Her appetite for experiences was infectious. The easiest place to understand her interests would be to browse the library she organized neatly by topic. Gardening comprised a formidable set of shelves—but she also had deep appreciation for cooking across many cultures, spirituality, history, philosophy, art, antiques, design, architecture, poetry and a special section for the art of bookbinding and paper making.

You may have met Paula behind the counter of an antique store she started in a church, or another she helped manage at Duck Creek through retirement. And though she loved the history and stories behind things, there was always a piece of her heart collecting items to make something new… Paper.

Her love for handmade paper was immeasurable. It was a joy she was able to share with others as her husband Robert Glass, a machinist, built a press to her specification that made the process easier and more approachable for all.

Paula was often manifesting creative ideas into a welcomed reality—a trait admired by her daughter, Robin Steck and sons Robert, Thomas and Chris.

She made sure the family farm in New Richmond was as unique as her worldview.
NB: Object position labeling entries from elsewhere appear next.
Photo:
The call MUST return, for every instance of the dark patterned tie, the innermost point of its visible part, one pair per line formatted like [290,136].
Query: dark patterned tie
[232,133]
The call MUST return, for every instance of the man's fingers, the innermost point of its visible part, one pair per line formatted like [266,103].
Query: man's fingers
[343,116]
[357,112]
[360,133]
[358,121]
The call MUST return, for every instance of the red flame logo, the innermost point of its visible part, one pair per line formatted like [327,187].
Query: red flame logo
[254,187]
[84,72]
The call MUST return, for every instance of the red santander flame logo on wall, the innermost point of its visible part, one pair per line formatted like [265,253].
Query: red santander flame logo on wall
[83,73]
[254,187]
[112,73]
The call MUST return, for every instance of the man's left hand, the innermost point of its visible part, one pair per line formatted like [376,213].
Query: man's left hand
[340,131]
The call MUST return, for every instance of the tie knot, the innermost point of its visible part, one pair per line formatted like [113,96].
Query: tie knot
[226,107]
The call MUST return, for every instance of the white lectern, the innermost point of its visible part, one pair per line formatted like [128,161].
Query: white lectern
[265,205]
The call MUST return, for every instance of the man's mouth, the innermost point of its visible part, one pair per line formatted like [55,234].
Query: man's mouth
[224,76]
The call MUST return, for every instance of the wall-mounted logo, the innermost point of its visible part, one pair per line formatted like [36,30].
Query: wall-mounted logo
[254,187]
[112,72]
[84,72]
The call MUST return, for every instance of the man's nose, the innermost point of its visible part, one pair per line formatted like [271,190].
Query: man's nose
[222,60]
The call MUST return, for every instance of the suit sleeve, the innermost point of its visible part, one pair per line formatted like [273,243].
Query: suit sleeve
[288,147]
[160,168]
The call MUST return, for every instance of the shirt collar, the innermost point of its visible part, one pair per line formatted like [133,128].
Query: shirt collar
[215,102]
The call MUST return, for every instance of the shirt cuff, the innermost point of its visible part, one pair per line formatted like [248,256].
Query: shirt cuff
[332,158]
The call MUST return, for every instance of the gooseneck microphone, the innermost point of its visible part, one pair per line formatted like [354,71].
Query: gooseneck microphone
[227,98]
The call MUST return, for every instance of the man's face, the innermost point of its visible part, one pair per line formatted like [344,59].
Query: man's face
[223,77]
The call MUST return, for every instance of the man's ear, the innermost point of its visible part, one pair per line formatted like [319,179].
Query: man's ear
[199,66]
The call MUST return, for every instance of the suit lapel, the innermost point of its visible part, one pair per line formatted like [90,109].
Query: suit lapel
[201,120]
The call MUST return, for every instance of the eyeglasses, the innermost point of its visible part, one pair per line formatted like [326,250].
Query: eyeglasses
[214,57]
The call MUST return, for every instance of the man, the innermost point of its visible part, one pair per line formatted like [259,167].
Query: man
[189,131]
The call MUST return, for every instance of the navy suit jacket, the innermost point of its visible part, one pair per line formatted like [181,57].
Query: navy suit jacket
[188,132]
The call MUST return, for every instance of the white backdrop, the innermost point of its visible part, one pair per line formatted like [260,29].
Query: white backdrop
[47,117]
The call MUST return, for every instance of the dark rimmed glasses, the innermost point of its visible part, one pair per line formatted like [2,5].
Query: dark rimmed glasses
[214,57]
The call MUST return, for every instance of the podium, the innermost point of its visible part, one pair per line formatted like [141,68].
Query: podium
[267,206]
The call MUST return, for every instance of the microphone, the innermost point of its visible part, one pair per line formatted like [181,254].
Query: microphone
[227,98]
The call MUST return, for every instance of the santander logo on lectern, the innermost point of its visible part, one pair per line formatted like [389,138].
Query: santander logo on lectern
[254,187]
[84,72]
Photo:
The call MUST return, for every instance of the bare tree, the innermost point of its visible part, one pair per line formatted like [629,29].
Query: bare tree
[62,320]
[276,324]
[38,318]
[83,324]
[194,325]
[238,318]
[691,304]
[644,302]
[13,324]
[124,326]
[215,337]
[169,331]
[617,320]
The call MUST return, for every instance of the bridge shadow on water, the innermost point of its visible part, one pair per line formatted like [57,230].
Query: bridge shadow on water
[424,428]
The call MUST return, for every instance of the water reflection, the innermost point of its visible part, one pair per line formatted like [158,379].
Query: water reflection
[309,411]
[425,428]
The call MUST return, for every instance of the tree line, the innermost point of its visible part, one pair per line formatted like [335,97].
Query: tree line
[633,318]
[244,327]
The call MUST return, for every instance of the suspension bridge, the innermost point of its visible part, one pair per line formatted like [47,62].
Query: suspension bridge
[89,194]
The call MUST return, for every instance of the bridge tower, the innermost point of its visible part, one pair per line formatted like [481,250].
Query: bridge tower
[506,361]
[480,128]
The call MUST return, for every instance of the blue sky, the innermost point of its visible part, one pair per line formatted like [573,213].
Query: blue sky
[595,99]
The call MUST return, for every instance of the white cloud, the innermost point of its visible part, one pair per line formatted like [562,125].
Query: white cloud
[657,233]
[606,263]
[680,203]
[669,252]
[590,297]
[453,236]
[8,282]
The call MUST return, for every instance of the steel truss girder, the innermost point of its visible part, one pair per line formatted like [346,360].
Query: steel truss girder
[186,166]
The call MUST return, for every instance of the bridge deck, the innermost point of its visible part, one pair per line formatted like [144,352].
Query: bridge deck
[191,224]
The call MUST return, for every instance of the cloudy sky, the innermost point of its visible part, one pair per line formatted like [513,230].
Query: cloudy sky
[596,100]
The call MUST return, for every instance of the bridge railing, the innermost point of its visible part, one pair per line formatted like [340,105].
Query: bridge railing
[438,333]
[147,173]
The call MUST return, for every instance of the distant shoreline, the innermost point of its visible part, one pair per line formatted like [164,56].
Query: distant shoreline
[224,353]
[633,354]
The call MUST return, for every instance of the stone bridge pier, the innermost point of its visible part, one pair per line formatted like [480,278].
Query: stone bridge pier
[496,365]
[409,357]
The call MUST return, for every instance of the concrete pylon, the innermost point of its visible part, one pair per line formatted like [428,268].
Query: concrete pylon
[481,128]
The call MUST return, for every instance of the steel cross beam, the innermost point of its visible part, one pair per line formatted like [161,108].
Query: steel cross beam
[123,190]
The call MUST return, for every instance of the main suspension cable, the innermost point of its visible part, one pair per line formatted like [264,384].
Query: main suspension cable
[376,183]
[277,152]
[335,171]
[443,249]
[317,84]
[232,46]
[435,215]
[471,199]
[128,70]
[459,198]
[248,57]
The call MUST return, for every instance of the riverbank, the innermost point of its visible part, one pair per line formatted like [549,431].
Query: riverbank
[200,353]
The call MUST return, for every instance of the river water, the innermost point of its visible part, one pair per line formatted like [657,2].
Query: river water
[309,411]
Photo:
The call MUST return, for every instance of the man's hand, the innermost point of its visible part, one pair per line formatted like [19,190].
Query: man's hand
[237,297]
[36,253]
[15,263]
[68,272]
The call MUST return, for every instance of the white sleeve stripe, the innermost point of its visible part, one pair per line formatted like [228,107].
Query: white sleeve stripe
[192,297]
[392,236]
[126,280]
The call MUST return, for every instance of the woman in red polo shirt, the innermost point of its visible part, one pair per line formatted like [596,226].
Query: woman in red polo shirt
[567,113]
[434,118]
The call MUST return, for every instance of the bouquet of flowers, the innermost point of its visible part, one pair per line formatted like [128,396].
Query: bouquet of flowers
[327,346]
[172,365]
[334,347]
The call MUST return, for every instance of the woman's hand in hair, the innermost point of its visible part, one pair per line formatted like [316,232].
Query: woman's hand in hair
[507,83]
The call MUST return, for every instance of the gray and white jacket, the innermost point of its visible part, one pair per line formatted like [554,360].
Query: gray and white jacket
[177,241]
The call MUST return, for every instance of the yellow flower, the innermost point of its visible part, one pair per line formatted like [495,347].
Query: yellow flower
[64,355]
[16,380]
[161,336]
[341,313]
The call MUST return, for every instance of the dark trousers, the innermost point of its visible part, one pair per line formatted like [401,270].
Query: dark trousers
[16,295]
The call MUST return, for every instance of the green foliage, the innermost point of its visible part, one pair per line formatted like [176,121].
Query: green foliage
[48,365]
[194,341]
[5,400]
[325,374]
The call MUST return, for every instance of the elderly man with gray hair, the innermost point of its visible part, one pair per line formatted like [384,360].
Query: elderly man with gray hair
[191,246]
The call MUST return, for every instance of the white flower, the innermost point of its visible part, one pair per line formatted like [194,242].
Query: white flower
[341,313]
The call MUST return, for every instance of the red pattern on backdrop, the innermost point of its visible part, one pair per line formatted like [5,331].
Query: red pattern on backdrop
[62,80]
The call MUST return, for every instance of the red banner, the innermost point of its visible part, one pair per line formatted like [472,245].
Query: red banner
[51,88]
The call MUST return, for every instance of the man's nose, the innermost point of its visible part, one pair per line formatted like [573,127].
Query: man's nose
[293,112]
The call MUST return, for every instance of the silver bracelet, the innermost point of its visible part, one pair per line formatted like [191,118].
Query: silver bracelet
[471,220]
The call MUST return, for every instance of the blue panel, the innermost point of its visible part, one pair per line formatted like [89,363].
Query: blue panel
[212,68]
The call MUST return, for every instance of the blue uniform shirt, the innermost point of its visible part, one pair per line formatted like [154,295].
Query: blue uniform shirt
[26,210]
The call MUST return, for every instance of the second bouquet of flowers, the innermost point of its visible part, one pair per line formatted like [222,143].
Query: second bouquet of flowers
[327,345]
In the pastures roamed Belted Galloway cows from Scotland while peacocks lorded over the large gardens.

Her life was filled with learning. It started young as she mastered sewing through quilt making, but advanced to the work of a fine seamstress. She made clothes for loved ones and later developed a line of exquisite stuffed animals she sold to many lucky individuals.

She embraced technology in the middle of her career and managed the office of a design startup company led by her youngest in downtown Cincinnati. She became the favorite of every employee.

Her love for Cincinnati grew over the years and became the city she emphatically called home. She carefully chose her final resting place in the neighborhood of Northside. She loved its artistic community and bohemian spirit, most colorfully on display during the annual 4th of July parade.

Watching the parade from her porch became a yearly tradition for friends and family. This was her favorite holiday, evident by her spirited cheering as it went by each year.

Every place she lived, she worked tirelessly to make beautiful—each home decorated thoughtfully with art and light and color. But her soul was in her garden—a collection of herbs and flowers and trees, each with meaning and stories of their own.

Her joy of gardening was inherited by her grandchildren Mark and Matthew Galea. Her creativity lives on in her granddaughter Gabrielle Galea and great grandchild Livia Galea.

She passed peacefully at home, surrounded by loved ones, near her garden on December 10, 2018.

A celebration of her life will happen at her home in Northside on May 28, 2019. Contact a family member for information.

In lieu of donations, please send a handwritten card to someone you hold dear.


Friday, November 30, 2018

I’ll stand by what I said 5 years ago at the end of this (loooooong) Creative Mornings talk. When you’re in a rut? Get a haircut.